Trial judge Montesa called Rappler’s correction of a typographical error a re-publication of “hearsay,” reported Manila Bulletin (June 16). “The right to free speech and freedom of the press cannot and should not be used as a shield against accountability.” She referred to the title of executive editor rather than editor-in-chief in Rappler’s organizational chart as a “clever ruse to avoid liability.” She then had the audacity to quote Nelson Mandela.

Channeling another authoritarian, Philippine president Rodrigo Duterte once called Rappler a "fake news outlet,” reported Reuters (January 16 2018), as the country’s Securities and Exchange Commission ruled the publisher was in violation of foreign ownership rules, another case still pending. Rappler has been a vocal critic of president Duterte’s rule, particularly his fondness for extrajudicial killings. He described Rappler as “throwing trash and shit all along.”

The tone of president Duterte’s attacks on journalists and the news media was set in stone at his inauguration. “Just because you're a journalist, you are not exempted from assassination, if you're a son of a bitch. Freedom of expression cannot help you if you have done something wrong.” Another news voice critical of president Duterte, television network ABS-CBN, was forced off the air in a specious licensing dispute.

Human rights and press freedom advocates quickly and universally condemned the sentence and the trial. “This verdict is a sham and should be quashed,” wrote Amnesty International Asia-Pacific regional director Nicholas Bequelin (June 15). “The accusations against them are political, the prosecution was politically-motivated, and the sentence is nothing but political.”
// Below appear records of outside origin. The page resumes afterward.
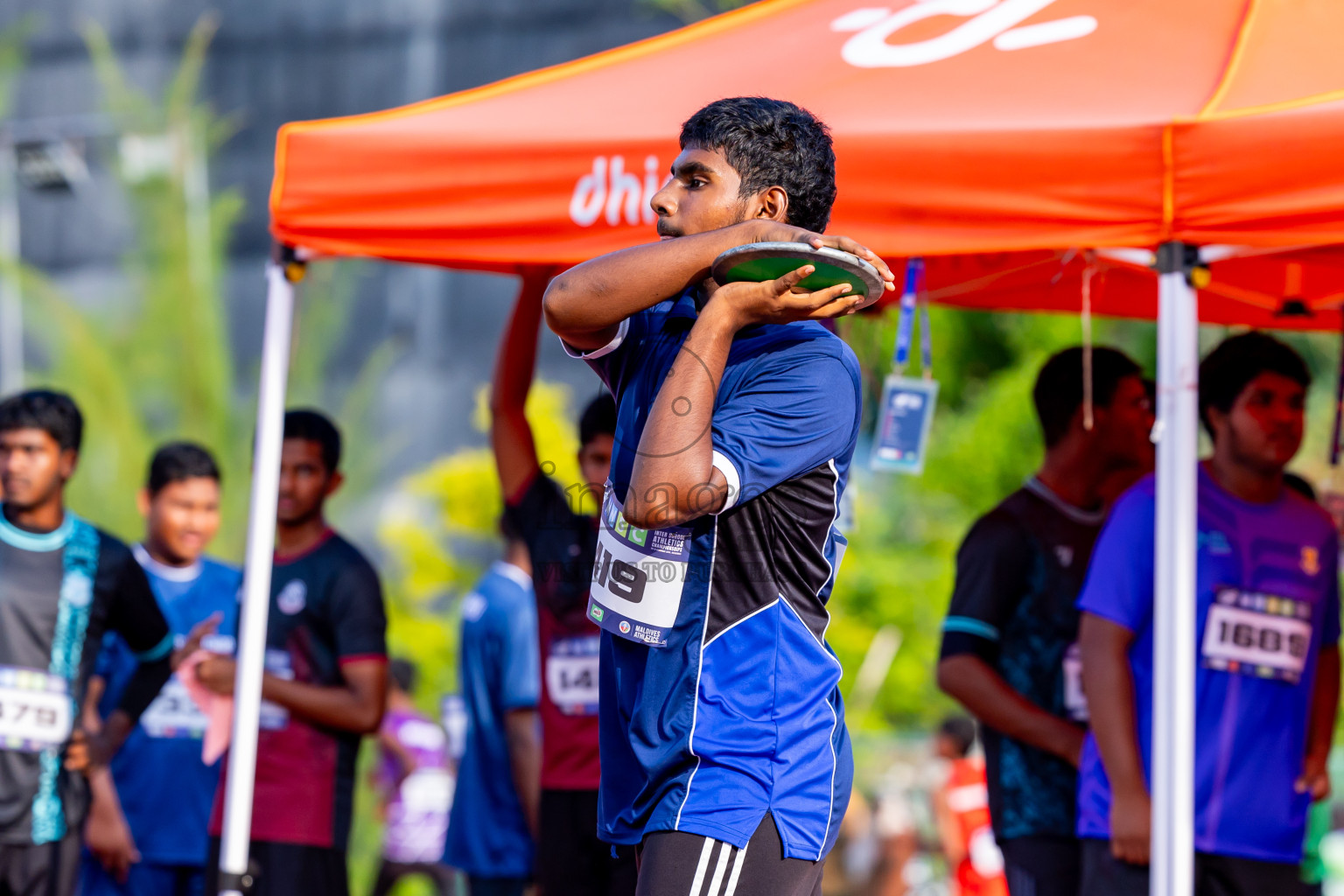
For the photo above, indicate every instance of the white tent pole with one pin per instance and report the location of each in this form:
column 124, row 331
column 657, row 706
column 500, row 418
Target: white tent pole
column 1173, row 617
column 261, row 546
column 11, row 294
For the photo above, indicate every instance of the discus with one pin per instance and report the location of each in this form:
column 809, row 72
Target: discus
column 760, row 262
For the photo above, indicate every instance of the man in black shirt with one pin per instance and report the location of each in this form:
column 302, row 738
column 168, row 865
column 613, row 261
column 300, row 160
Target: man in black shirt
column 1008, row 652
column 63, row 584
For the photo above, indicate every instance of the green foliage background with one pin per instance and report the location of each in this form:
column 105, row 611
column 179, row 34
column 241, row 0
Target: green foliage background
column 156, row 364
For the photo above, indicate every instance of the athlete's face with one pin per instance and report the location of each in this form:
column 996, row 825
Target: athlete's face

“This is how democracy dies in the 21st century: in a musty courtroom, with a judge invoking Mandela,” offered Stabile Center for Investigative Journalism at Columbia University director Sheila Coronel in The Atlantic (June 16). “Just the steady drip, drip, drip of the erosion of democratic norms, the corruption of institutions, and the cowardly compromises of decision makers in courts and congresses.”
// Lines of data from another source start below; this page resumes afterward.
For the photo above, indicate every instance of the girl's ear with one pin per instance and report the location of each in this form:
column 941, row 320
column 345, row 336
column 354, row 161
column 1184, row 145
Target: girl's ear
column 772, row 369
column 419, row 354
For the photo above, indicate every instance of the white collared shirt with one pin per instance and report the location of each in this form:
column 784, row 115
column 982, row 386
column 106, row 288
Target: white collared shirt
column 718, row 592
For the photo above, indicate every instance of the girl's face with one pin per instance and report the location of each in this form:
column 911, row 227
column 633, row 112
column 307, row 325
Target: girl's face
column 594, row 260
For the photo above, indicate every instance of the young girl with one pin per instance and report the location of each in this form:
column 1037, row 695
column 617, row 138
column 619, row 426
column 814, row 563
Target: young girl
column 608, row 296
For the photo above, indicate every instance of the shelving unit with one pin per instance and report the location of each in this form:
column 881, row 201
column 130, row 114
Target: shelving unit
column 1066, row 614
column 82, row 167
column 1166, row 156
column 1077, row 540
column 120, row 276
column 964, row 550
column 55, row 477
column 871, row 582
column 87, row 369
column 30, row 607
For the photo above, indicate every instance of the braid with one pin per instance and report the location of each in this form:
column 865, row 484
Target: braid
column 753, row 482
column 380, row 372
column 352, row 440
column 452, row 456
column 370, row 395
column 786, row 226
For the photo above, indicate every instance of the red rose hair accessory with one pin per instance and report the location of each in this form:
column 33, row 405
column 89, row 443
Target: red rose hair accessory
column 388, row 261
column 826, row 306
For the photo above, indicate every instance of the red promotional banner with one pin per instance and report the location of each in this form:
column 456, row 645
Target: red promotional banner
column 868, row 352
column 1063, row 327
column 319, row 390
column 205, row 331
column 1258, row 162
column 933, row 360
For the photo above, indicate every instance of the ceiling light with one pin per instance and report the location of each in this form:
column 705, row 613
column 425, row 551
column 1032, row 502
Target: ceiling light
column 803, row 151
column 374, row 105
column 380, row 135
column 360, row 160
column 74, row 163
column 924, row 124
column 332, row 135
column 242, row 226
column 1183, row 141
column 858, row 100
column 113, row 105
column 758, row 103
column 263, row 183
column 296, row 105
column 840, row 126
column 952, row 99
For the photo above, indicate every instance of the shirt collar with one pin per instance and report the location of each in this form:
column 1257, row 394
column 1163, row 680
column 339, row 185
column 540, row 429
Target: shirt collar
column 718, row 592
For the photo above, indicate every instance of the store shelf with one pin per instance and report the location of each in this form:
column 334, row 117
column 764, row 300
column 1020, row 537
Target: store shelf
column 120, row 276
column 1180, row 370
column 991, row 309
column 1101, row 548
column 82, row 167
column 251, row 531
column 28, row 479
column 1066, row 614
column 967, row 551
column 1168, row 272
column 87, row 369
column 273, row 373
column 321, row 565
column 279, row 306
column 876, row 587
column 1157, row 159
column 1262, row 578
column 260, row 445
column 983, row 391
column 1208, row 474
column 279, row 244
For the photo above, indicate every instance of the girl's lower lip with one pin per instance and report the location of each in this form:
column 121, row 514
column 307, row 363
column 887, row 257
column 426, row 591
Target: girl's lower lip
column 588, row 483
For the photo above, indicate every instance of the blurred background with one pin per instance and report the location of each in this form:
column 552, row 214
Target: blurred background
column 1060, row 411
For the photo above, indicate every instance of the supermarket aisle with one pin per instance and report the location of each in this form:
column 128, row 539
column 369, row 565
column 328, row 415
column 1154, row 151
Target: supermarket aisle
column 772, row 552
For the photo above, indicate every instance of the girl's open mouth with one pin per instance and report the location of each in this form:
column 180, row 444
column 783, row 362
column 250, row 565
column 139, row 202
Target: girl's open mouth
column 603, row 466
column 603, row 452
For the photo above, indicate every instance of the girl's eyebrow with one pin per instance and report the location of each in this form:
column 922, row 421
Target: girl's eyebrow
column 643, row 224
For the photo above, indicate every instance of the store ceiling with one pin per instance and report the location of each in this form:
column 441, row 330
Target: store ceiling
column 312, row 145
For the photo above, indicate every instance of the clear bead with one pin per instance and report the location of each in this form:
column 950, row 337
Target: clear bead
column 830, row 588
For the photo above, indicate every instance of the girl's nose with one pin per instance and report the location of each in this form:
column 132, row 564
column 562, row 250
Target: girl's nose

“This is an outrageous abuse of the judicial process,” said Media Development Investment Fund (MDIF) chief executive Harlan Mandel in a statement (June 15). “The retroactive application of the Cybercrime Prevention Act, brought six years past expiration of the statute of limitations, violates all norms of due process. Maria has been convicted for the independence of Rappler’s journalism and for daring to speak truth to power.” MDIF is an indirect investor in Rappler Holding Corporation.
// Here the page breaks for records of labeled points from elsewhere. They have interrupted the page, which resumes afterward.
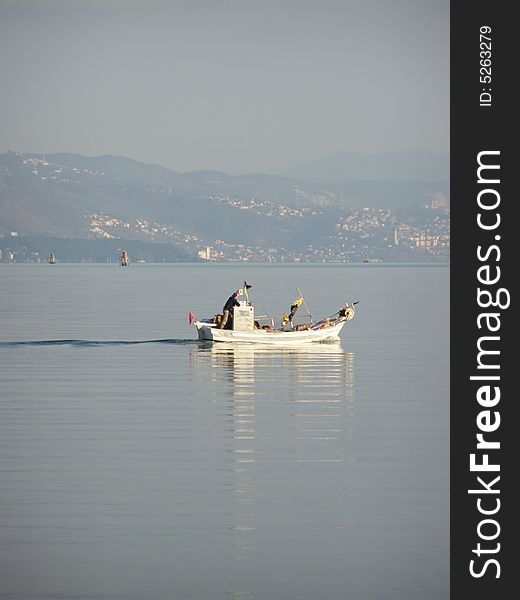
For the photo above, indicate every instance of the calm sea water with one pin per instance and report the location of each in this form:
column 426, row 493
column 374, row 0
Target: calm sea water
column 139, row 464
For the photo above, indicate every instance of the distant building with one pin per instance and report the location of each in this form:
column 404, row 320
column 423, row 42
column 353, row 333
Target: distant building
column 205, row 253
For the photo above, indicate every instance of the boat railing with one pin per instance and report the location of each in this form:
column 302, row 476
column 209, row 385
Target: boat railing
column 264, row 320
column 302, row 319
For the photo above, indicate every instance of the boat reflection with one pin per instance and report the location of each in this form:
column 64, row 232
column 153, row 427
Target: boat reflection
column 277, row 408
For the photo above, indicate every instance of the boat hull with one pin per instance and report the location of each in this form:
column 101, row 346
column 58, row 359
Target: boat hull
column 208, row 332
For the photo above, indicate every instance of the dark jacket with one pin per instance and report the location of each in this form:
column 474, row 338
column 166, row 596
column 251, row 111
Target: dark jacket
column 231, row 302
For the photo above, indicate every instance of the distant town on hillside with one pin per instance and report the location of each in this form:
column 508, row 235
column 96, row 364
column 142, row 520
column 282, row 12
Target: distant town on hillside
column 88, row 209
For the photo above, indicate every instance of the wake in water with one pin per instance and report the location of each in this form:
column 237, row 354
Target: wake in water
column 83, row 343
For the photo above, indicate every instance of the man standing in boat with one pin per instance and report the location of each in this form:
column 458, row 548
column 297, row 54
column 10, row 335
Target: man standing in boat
column 228, row 307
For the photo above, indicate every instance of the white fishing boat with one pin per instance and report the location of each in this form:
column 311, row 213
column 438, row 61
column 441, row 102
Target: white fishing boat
column 246, row 327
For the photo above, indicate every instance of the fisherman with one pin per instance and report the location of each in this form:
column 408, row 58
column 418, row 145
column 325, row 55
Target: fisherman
column 228, row 307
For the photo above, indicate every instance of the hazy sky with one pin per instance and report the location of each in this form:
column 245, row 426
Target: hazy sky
column 232, row 85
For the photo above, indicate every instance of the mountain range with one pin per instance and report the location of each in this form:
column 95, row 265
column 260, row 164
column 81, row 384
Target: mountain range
column 110, row 197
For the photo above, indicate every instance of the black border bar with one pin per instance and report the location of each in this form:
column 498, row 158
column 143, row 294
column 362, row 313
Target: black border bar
column 477, row 127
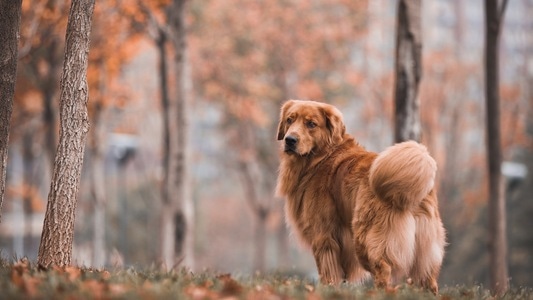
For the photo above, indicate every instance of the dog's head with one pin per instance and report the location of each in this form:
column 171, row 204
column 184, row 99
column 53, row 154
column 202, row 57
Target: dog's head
column 308, row 127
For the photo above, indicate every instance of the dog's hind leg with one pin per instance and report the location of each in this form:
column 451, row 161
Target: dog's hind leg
column 328, row 264
column 382, row 273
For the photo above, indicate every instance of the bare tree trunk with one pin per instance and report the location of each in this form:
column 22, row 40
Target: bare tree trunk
column 259, row 211
column 10, row 11
column 408, row 71
column 27, row 195
column 97, row 186
column 497, row 214
column 58, row 228
column 177, row 194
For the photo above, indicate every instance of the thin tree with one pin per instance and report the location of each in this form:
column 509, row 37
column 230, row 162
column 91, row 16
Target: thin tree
column 408, row 71
column 494, row 13
column 58, row 228
column 10, row 12
column 176, row 239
The Philippines ranked 136th in the Reporters sans Frontieres (RSF) World Press Freedom Index, between Oman and Palestine. “By passing this extremely harsh sentence at the end of utterly Kafkaesque proceedings, the Philippine justice system has demonstrated a complete lack of independence from the executive,” noted RSF Asia-Pacific director Daniel Bastard, in a statement (June 15). “This sentence bears the malevolent mark of president Duterte and his desire, by targeting Rappler and the figure of Maria Ressa, to eliminate all criticism whatever the cost. We urge Manila’s judges to restore a semblance of credibility to the Philippine judicial system by overturning this conviction on appeal.”